CJCE, 7 février 1985, n° 240-83

COUR DE JUSTICE DES COMMUNAUTÉS EUROPÉENNES

Arrêt

PARTIES

Demandeur :

Procureur de la République

Défendeur :

Association de défense des brûleurs d'huiles usagées (ADBHU)

CJCE n° 240-83

7 février 1985

LA COUR,

1. Par jugement du 23 mars 1983, parvenu a la Cour le 24 octobre suivant, le Tribunal de grande instance de Créteil a posé, en vertu de l'article 177 du traité CEE, deux questions préjudicielles relatives a l'interprétation et a la validité de la directive 75-439 du Conseil, du 16 juin 1975, concernant l'élimination des huiles usagées (JO l 194, p . 23), en vue d'apprécier la compatibilité avec la législation communautaire du décret français n° 79-981, du 21 novembre 1979, portant réglementation de la récupération des huiles usagées (JORF du 23 novembre 1979, p . 2900) et de ses arrêtés d'application, dans la mesure ou cette réglementation comporte une interdiction de l'utilisation de ces huiles comme combustible.

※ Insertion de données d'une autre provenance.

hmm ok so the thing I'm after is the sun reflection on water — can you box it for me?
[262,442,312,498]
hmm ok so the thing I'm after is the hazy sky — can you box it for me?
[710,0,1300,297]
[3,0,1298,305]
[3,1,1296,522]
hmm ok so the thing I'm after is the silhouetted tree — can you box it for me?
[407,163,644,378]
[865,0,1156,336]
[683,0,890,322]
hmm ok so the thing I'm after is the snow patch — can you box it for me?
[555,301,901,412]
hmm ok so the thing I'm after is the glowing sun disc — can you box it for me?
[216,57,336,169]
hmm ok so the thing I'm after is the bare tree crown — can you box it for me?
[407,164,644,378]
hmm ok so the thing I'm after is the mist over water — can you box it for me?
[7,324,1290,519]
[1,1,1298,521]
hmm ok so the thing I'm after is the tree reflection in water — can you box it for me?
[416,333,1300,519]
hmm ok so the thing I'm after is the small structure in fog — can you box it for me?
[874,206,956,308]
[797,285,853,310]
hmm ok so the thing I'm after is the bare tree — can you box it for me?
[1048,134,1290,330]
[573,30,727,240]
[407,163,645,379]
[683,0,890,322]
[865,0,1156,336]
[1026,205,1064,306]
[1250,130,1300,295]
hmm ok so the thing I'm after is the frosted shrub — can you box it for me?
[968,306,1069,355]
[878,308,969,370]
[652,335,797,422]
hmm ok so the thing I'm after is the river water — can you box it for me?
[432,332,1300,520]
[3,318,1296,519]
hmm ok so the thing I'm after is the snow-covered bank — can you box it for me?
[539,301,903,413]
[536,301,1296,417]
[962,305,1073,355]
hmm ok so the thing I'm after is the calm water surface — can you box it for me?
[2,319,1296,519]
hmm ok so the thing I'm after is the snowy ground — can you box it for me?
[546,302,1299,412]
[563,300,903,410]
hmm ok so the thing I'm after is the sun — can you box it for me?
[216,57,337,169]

2. Sur la base de ces dispositions françaises, le Procureur de la République a requis, devant le Tribunal de grande instance de Créteil, la dissolution de l'Association de défense des brûleurs d'huiles usagées ( ci-après ADBHU ) au motif que son but et son objet seraient illicites. En effet, l'ADBHU aurait pour objet de défendre les fabricants, négociants et utilisateurs de poêles et générateurs de chauffage qui brûlent aussi bien du fuel que des huiles usagées, brûlage qui, selon la réglementation française, serait interdit.

3. Les articles 2 à 4 de la directive 75-439 disposent que les Etats membres prennent les mesures nécessaires pour que soient assurées la collecte et l'élimination inoffensive, de préférence par réutilisation, des huiles usagées. L'article 5 de la directive dispose que, "lorsque les objectifs définis aux articles 2, 3 et 4 ne peuvent être atteints autrement, les Etats membres prennent les mesures nécessaires pour qu'une ou plusieurs entreprises effectuent la collecte des produits offerts par les détenteurs et/ou l'élimination de ces produits, le cas échéant, dans la zone qui leur est attribuée par l'administration compétente." En outre, l'article 6, paragraphe 1, de la directive dispose que "toute entreprise qui élimine les huiles usagées doit obtenir une autorisation." Par ailleurs, les articles 13 et 14 prévoient qu'une indemnité, finance la CEE sur la base du principe "pollueur-payeur" et ne dépassant pas les coûts annuels et réels, pourrait être accordée aux collecteurs et/ou éliminateurs d'huiles usagées en contrepartie de leurs obligations imposées en vertu de l'article 5 de la directive.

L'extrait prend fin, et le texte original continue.